Lord of the Dance
Current inter-county football structures are stale and flawed
Sport

Current inter-county football structures are stale and flawed

WHATEVER way you look at this weekend’s final round of Allianz Football League games, there are more angles than a compass, with enough gala fixtures to call it a footballing fiesta.

Across the four divisions, 20 teams still have something to play for- between trying to secure promotion or avoid relegation. Some of that drama is perfectly encapsulated by Sunday’s Tyrone-Kerry clash in Omagh, where, unless relegation is decided by head-to-heads, the loser could go down.

On the otherhand, you could look at the final round of matches in another light. Division 2 alone is a minefield, where all eight teams are playing for something. Yet between the combined marquee games in Divisions 1 and 2, the next time there will be a similar gala line-up (barring a serious quirk during the summer) will be the All-Ireland quarter-finals on August Bank Holiday weekend - unofficially regarded as the football championship’s real starting point.

So what happens between now and then for the majority of football teams? What is it all really for? For many counties, the league is their most measurable form of progression. For a lot of counties, the league is far more important than the championship because it is a far more accurate barometer. That applies to every team in Division 4, and the majority of teams in Division 3, with the exception of Armagh.

Longford are already promoted in Division 4. They will be joined by Offaly if they defeat Antrim on Sunday. That would set up a Division 4 league final meeting just three weeks before Longford and Offaly are due to meet in the championship- the prize for the winners being a Leinster quarter-final against Dublin on May 31. After they get steamrolled- which is more than likely to happen- what will be next?

The qualifiers have lost their lustre. The old novelty, where a team could get a decent draw and embark on a run, are gone. Fifteen of the 16 teams from Divisions 3 and 4 last season were eliminated before Round 4 of the qualifiers - Tipperary being the only exception. Clare narrowly lost to Kildare in Round 3, but a lot of the teams limped out of the championship. Apart from being out of their depth against stronger counties, it is understandable why some didn’t go that step further. Deep down, does it really matter between making the last 24 and the last 16? Doesn’t that kind of apathy in high summer, which is fuelled by a lack of hope more than ambition, run completely counter to the professionalism and commitment required from most county panels?

The profile of the league is mostly bound up in Division 1, even though the priority for all those teams is not to get relegated, as opposed to winning the competition. The current Division 1 is better, and far more competitive, than three of the four provincial championships. There will always be elite players and teams in every sport, but the current format is in marked contrast to the old system of Division 1A and 1B, which had 16 teams in the mix and interesting possibilities.

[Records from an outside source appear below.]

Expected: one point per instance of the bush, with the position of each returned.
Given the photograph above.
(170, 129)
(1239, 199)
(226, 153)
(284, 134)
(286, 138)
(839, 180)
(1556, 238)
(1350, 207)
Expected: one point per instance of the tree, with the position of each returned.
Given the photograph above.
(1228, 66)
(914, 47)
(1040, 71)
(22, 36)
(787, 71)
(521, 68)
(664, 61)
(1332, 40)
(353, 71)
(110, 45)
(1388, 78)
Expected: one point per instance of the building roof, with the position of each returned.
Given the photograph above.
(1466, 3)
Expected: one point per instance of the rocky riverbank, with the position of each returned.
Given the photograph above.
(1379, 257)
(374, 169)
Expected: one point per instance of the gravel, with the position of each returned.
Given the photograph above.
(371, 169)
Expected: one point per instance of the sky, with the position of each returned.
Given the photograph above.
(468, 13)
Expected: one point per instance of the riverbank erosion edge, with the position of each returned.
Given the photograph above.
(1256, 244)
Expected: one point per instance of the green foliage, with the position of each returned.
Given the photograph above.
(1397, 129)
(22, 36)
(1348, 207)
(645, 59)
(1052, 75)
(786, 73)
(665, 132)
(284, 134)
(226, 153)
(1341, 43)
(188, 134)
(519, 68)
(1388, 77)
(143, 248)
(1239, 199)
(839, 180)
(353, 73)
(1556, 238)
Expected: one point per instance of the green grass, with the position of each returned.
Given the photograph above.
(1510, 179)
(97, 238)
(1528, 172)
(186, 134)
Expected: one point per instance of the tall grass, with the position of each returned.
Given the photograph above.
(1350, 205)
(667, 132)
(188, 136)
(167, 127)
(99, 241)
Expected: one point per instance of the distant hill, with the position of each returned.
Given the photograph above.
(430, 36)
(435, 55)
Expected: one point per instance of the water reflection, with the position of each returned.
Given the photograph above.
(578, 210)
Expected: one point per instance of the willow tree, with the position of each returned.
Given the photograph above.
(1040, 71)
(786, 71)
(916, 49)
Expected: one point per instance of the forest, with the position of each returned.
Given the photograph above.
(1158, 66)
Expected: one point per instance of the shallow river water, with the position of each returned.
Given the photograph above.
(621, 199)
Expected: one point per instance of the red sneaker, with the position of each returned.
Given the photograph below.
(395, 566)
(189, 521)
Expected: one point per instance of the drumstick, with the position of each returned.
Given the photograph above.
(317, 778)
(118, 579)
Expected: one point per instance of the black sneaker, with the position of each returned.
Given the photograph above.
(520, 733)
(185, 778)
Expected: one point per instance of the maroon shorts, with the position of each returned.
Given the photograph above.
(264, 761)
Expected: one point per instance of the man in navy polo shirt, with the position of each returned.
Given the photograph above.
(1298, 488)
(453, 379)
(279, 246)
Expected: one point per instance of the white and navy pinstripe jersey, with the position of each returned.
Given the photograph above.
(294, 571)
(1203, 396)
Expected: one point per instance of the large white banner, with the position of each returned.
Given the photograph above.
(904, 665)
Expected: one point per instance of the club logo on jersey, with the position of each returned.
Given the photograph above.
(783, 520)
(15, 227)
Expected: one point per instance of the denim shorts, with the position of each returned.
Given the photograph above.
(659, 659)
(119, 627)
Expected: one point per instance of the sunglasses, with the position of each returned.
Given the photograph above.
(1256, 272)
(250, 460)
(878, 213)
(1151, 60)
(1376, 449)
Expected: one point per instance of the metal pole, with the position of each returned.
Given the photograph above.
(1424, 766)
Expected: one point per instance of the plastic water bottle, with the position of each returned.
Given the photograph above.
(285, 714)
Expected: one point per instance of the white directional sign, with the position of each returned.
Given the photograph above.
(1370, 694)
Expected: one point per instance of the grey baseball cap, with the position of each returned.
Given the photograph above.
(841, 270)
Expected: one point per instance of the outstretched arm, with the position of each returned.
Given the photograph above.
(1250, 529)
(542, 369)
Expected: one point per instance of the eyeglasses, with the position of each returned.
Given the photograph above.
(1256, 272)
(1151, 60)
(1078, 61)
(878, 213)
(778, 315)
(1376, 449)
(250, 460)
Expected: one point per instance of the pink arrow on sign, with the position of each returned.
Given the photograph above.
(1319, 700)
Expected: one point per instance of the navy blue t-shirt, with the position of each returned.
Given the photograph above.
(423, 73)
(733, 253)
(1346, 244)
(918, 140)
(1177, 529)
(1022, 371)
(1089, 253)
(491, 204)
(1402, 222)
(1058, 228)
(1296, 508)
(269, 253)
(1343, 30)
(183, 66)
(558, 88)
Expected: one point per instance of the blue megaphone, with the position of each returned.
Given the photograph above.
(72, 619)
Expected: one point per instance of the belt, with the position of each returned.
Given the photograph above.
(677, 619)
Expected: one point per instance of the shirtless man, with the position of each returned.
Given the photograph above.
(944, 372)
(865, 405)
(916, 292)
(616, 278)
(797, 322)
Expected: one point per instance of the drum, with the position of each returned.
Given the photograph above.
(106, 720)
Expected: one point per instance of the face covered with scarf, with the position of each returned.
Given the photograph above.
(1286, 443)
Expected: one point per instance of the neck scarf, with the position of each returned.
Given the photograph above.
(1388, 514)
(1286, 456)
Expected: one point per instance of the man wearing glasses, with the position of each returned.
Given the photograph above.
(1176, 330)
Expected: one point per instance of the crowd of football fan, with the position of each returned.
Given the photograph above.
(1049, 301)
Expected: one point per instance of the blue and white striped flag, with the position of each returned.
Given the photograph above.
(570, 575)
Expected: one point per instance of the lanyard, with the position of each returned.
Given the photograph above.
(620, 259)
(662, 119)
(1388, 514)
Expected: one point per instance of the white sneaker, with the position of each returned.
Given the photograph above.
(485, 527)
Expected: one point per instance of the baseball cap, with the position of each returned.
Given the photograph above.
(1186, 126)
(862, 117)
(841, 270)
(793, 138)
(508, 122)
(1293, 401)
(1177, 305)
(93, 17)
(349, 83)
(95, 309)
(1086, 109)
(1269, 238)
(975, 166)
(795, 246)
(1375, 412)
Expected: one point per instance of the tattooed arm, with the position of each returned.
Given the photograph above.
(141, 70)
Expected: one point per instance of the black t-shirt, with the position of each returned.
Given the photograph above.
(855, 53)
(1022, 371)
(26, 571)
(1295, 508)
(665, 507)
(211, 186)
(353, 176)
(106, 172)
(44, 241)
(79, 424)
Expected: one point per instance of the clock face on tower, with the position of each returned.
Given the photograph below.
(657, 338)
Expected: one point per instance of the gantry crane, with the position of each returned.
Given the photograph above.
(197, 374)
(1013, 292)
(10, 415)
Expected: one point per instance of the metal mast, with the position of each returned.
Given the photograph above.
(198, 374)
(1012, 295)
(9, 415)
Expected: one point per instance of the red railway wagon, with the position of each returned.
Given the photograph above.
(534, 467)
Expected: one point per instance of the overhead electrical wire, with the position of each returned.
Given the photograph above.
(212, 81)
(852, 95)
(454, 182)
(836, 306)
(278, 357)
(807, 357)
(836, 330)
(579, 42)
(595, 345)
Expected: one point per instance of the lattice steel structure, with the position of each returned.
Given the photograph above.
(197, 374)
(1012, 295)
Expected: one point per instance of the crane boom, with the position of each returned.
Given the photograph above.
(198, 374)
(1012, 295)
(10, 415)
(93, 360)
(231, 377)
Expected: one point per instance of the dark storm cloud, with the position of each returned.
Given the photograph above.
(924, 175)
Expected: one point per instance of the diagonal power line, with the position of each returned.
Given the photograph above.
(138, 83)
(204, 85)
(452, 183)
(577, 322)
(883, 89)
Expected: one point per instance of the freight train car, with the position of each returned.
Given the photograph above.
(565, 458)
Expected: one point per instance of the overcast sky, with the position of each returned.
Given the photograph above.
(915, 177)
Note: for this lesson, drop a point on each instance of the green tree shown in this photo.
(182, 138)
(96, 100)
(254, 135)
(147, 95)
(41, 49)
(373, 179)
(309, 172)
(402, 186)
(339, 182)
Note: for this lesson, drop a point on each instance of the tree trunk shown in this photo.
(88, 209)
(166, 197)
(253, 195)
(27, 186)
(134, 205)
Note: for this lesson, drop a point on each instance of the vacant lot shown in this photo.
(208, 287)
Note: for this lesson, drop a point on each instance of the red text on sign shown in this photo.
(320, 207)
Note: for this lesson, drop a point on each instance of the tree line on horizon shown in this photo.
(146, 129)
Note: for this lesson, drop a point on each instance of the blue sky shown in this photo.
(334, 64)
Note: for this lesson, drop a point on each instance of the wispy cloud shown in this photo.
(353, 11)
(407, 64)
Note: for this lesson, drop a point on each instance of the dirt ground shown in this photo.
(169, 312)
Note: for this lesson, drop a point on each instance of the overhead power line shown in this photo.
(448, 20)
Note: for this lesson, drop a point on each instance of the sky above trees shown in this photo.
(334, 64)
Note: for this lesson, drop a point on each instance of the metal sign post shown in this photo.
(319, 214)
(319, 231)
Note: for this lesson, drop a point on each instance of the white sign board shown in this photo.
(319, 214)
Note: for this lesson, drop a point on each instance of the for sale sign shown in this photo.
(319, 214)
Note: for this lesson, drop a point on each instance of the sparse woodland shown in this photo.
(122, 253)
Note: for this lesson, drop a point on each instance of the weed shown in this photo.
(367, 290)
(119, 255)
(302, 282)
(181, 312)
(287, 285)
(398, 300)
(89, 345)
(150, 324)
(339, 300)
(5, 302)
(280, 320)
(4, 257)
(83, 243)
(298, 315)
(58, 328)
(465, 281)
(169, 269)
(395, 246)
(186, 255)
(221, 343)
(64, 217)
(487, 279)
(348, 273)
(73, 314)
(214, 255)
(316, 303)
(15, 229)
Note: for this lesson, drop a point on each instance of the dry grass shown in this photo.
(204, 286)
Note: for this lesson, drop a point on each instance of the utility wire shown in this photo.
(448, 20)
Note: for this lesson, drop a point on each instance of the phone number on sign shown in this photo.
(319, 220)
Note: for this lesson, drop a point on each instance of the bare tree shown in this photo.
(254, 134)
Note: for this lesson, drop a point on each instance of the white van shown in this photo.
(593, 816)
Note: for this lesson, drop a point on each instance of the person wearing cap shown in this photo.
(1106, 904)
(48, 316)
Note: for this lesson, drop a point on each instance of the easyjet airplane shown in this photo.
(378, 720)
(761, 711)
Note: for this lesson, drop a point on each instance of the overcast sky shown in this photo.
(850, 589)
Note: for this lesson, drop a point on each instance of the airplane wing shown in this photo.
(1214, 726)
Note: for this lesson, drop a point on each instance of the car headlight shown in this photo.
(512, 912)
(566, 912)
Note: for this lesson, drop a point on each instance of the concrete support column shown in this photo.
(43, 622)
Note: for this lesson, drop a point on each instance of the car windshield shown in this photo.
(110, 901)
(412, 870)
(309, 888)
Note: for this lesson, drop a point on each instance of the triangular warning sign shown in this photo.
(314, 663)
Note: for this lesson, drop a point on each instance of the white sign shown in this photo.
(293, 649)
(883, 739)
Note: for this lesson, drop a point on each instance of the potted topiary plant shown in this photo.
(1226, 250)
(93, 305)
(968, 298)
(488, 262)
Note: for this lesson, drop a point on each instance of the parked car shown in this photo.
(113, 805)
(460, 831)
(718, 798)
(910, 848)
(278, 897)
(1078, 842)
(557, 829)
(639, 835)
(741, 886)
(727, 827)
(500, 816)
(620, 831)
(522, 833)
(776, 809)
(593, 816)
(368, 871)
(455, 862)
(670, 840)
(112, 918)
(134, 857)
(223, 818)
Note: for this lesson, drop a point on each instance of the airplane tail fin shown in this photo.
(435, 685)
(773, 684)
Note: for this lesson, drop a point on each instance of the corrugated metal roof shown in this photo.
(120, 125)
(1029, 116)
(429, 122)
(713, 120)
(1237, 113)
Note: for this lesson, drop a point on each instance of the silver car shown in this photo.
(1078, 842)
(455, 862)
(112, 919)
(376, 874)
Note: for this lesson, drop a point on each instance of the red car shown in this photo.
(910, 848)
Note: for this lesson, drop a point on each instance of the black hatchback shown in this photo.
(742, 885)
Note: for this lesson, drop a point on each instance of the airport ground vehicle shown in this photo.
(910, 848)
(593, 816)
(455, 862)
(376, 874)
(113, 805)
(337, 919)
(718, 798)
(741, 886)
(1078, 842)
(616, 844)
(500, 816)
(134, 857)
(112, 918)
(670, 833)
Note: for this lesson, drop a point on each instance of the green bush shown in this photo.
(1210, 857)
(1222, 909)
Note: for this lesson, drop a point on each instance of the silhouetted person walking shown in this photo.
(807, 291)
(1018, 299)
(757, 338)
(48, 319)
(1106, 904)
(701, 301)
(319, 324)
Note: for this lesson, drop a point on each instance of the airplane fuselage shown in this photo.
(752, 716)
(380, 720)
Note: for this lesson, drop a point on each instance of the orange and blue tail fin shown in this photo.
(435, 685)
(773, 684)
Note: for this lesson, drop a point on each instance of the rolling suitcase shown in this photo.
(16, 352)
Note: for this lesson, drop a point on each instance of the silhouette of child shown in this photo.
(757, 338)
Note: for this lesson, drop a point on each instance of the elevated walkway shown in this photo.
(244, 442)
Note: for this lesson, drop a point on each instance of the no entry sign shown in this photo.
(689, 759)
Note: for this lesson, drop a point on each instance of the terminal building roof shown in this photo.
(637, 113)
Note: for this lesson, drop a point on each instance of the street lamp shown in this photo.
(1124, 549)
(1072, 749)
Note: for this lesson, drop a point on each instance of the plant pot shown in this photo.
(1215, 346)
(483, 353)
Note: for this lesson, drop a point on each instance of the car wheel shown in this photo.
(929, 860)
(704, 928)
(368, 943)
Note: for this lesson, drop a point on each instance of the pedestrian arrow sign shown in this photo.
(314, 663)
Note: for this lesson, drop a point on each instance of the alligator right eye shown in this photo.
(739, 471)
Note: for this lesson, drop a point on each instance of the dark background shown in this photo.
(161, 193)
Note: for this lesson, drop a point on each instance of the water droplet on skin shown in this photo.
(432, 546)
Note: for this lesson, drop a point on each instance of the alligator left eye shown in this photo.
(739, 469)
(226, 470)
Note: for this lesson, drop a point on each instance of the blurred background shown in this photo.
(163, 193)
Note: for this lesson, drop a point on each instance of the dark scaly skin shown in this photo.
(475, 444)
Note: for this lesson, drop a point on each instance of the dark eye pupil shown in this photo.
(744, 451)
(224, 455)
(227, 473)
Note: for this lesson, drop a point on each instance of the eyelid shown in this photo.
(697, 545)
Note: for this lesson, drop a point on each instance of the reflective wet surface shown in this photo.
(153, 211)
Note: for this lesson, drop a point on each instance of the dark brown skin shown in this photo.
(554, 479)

For seven years in a row before the system was altered in 2008, Sligo, Cavan, Roscommon, Fermanagh, Laois, Limerick, Wexford, and Kildare all reached Division One semi-finals. Football was far more democratic back then, but those counties’ prospects were enhanced at the time by the pathway to the league big-time through Division 1B.

Even some of the Division One teams will admit now to an element of “staleness” about the same fixtures every year. More sides are afflicted by the same issues that now exist in Division 1A of the hurling league; the manic competitiveness of the competition doesn’t allow for trying out as many new players as ideally preferred, primarily because managers are constantly looking over their shoulder, or just desperately trying to get enough points in the bag to stave off relegation.

Although the football league is condensed into a tight timeframe, which is further complicated by the U-21 championships and third level competitions, the league at least provides a programme of games, which most players are crying out for.

The league will always hold a certain place in the psyche of the GAA public compared to the championship, but the competition also showcases an equality which doesn’t exist in the current championship format. Compared with other provinces, Donegal and Tyrone’s projected path through Ulster this summer looks like a tightrope walk over a minefield while carrying a horse.

The football championship is crying out for change, but the Football Review Committee’s (FRC) motion that the provincial championships begin with eight teams in each province was lost last year. The FRC accepted that trying to radically overhaul the system wouldn’t work, but a more conventional compromise wasn’t even entertained.

A Champions League format for championship runs the risk of meaningless games as the competition progresses, but the current inter-county structures are stale and flawed. Each team needs an equal distribution of games. Some counties are barely surviving. The structures are even more inequitable and unsustainable when they are dictating so much to club fixtures, which is fostering huge apathy and enmity at club level.

The league will always be the league. The championship will always be the championship. A provincial title remains the main target for so many counties. Yet the fare on show, and what’s at stake for so many teams this weekend, still offers the example and potential of a better, and more equitable, championship system than is currently in place.